The Social Development Commission (SDC) wants the public to have their say on the issue of Payday Lending by offering a public hearing Tuesday, March 9 at the Washington Park Senior Center at 4420 W. Vliet Street. The hearing which runs from 4:30 to 8 pm will gather testimony from residents. The testimony will be taken to state offi cials in Madison to help form the debate on payday lending legislation pending in the State Legislature.
SDC notes that in 1995, Wisconsin had 17 payday lenders. By 2009, that number had grown to 542. The average interest rate on a payday loan is more than 542% and the average income of borrowers is less than $19,000 a year. The goal of the public hearing is to create a platform for community residents to speak on this issue and have their voices heard when various bills on the industry are debated in Madison.

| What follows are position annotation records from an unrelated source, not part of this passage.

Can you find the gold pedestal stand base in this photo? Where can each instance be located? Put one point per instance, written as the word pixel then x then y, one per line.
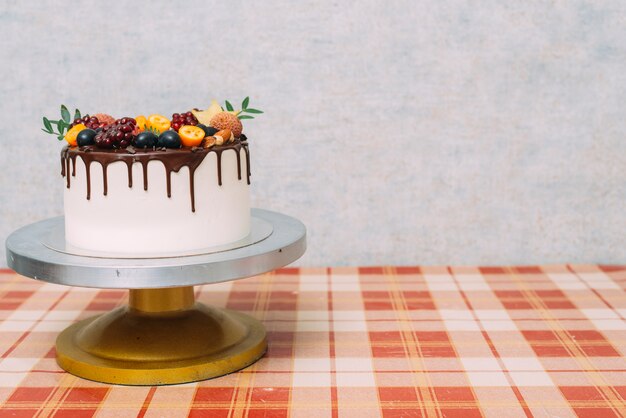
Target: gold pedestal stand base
pixel 162 337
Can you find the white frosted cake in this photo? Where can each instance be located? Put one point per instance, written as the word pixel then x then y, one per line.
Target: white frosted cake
pixel 155 187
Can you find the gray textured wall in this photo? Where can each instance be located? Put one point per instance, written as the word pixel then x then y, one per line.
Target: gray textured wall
pixel 400 132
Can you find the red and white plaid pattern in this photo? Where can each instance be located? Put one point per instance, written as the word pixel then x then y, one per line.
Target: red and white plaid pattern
pixel 357 342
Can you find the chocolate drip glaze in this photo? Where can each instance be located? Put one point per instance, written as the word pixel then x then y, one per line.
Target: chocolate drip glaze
pixel 172 159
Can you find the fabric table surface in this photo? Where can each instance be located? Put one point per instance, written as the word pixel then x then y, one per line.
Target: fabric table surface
pixel 545 341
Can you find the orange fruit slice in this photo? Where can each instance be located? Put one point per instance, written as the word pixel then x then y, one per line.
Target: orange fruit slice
pixel 158 122
pixel 191 136
pixel 142 122
pixel 72 134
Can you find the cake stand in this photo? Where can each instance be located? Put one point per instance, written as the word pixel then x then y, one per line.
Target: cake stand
pixel 163 336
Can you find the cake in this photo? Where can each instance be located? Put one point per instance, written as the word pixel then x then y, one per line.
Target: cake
pixel 155 186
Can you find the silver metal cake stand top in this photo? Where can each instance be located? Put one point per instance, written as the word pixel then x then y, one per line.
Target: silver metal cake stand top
pixel 29 256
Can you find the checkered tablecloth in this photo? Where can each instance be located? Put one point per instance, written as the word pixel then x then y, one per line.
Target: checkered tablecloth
pixel 357 342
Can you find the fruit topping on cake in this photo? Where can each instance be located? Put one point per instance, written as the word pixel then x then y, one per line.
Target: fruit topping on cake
pixel 191 136
pixel 86 137
pixel 179 120
pixel 224 136
pixel 169 139
pixel 194 129
pixel 158 123
pixel 91 122
pixel 208 130
pixel 225 120
pixel 72 135
pixel 145 139
pixel 119 134
pixel 204 116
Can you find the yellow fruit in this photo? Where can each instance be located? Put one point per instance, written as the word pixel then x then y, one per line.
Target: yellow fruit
pixel 72 134
pixel 190 136
pixel 227 120
pixel 159 123
pixel 204 116
pixel 142 122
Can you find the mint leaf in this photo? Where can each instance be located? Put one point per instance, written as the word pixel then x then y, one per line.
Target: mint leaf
pixel 65 114
pixel 61 127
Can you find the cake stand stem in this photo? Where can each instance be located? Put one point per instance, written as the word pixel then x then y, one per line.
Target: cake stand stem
pixel 163 336
pixel 161 300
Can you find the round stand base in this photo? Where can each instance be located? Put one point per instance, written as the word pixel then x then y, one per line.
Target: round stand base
pixel 134 347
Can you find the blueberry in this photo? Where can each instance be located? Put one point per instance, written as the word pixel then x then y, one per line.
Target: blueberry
pixel 146 140
pixel 208 130
pixel 169 139
pixel 86 137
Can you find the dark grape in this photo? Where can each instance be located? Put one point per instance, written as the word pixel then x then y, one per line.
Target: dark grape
pixel 169 139
pixel 208 130
pixel 86 137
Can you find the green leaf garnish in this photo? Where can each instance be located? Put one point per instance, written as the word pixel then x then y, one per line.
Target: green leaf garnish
pixel 47 125
pixel 65 114
pixel 62 124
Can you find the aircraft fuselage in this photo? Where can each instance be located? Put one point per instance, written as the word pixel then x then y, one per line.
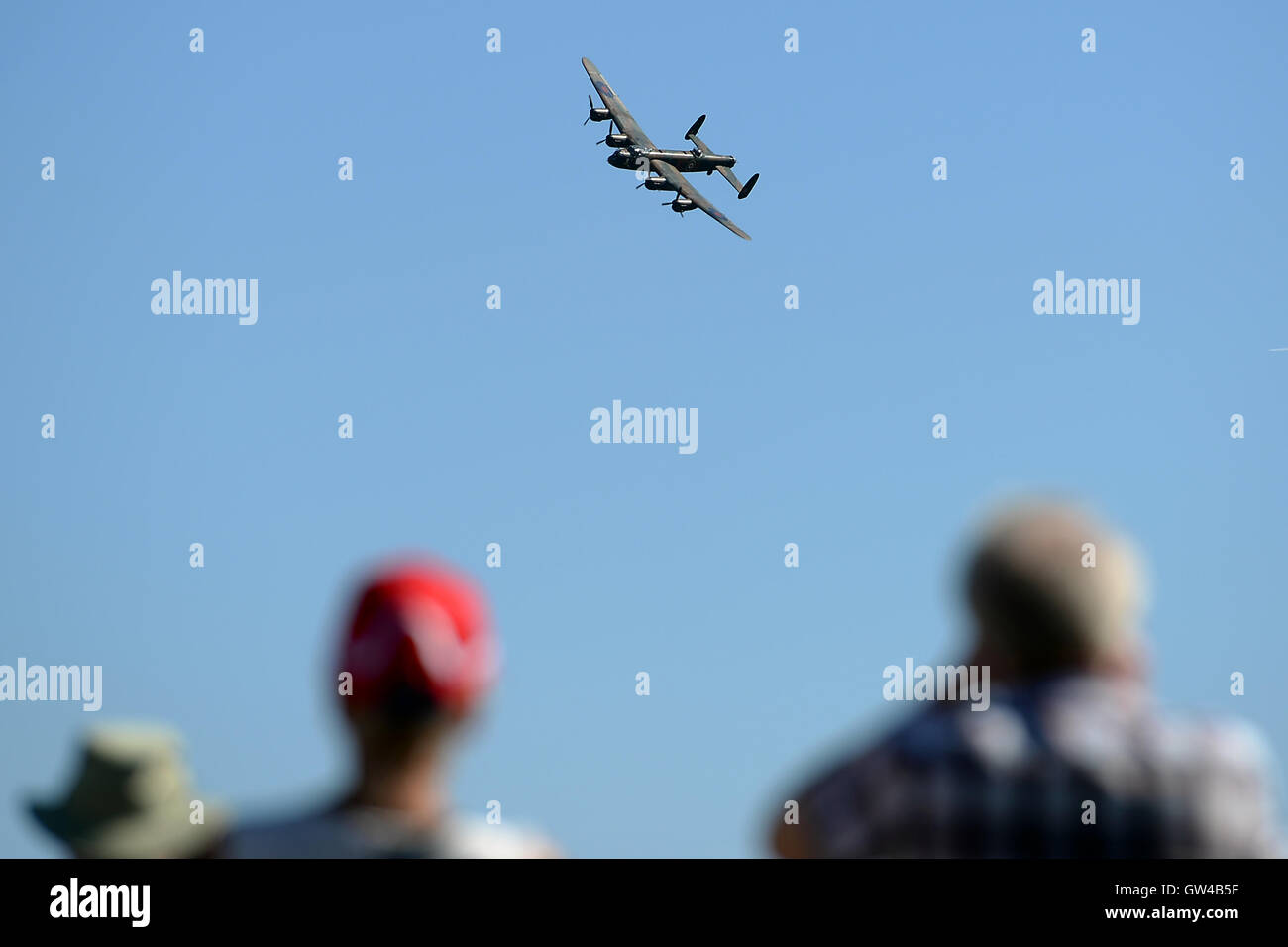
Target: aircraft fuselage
pixel 629 158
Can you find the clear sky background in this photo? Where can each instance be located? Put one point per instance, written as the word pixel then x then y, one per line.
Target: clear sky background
pixel 472 424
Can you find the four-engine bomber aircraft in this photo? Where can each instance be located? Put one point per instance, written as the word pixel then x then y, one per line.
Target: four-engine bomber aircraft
pixel 635 153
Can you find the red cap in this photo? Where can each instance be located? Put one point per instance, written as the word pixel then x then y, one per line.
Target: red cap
pixel 423 626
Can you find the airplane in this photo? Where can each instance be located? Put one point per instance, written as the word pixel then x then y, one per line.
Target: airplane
pixel 634 151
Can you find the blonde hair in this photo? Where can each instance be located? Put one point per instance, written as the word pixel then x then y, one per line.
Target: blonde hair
pixel 1052 587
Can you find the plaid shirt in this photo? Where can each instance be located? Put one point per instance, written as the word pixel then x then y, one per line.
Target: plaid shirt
pixel 1013 783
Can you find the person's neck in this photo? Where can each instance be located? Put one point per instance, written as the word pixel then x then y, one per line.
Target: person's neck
pixel 411 789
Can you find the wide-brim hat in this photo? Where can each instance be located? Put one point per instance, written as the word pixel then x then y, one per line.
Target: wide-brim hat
pixel 132 797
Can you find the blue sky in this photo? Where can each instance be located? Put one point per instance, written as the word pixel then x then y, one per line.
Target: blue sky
pixel 472 424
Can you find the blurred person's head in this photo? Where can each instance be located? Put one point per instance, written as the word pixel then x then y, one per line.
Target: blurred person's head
pixel 133 797
pixel 421 655
pixel 1054 590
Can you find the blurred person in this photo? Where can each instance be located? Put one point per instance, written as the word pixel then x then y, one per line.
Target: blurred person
pixel 133 797
pixel 1069 722
pixel 421 655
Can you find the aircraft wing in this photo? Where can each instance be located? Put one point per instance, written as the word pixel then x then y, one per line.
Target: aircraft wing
pixel 687 189
pixel 614 106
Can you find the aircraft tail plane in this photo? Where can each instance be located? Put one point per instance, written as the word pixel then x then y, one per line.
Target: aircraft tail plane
pixel 743 189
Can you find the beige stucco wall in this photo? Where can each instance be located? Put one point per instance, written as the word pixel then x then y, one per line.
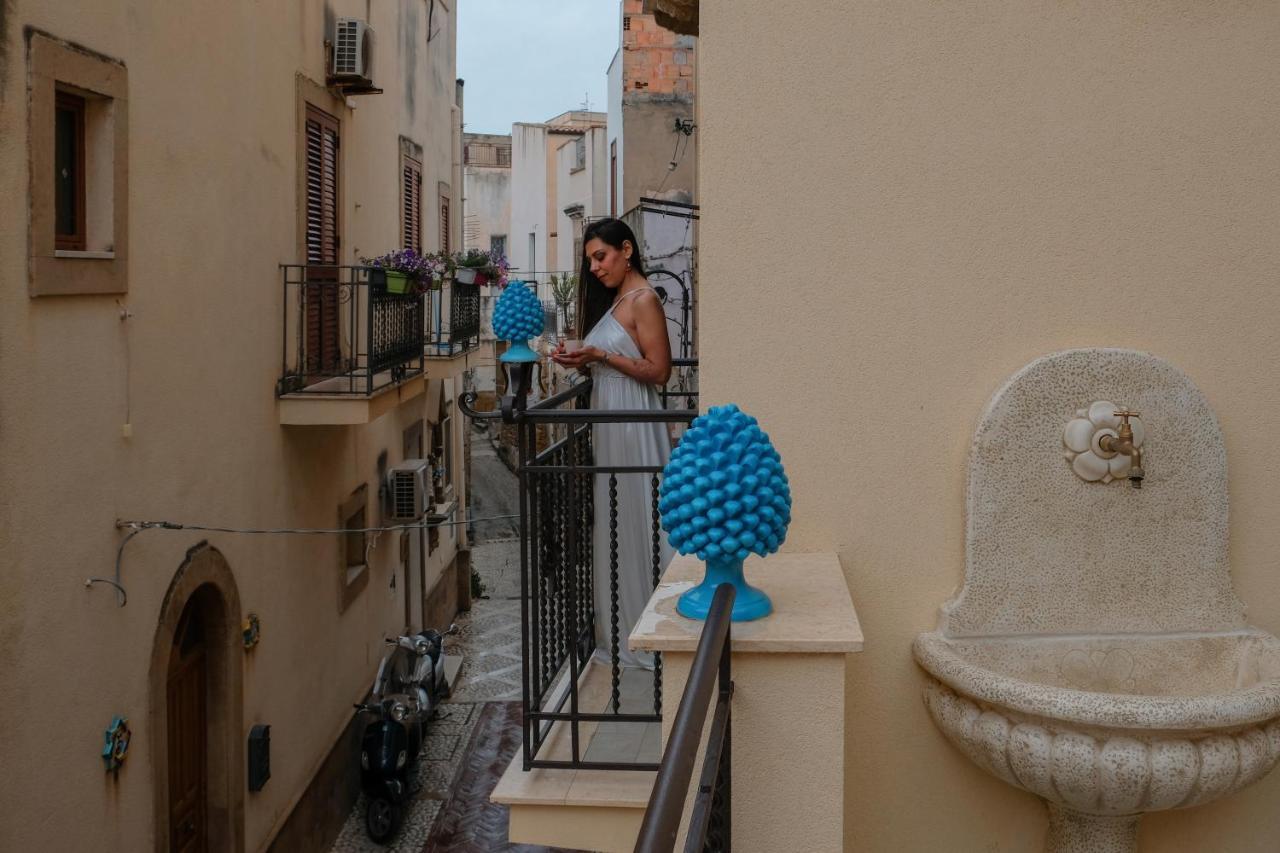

Residents are invited to give testimony on their experiences with payday lending at the hearing, their thoughts on the industry, and messages they have for state lawmakers on this issue. The testimony will be given on a first come basis and will be limited to three minutes per person. Written testimony will be accepted at and after the public hearing by mailing it to SDC, David Celata, 4041 N. Richards Street, Milwaukee, WI 53212.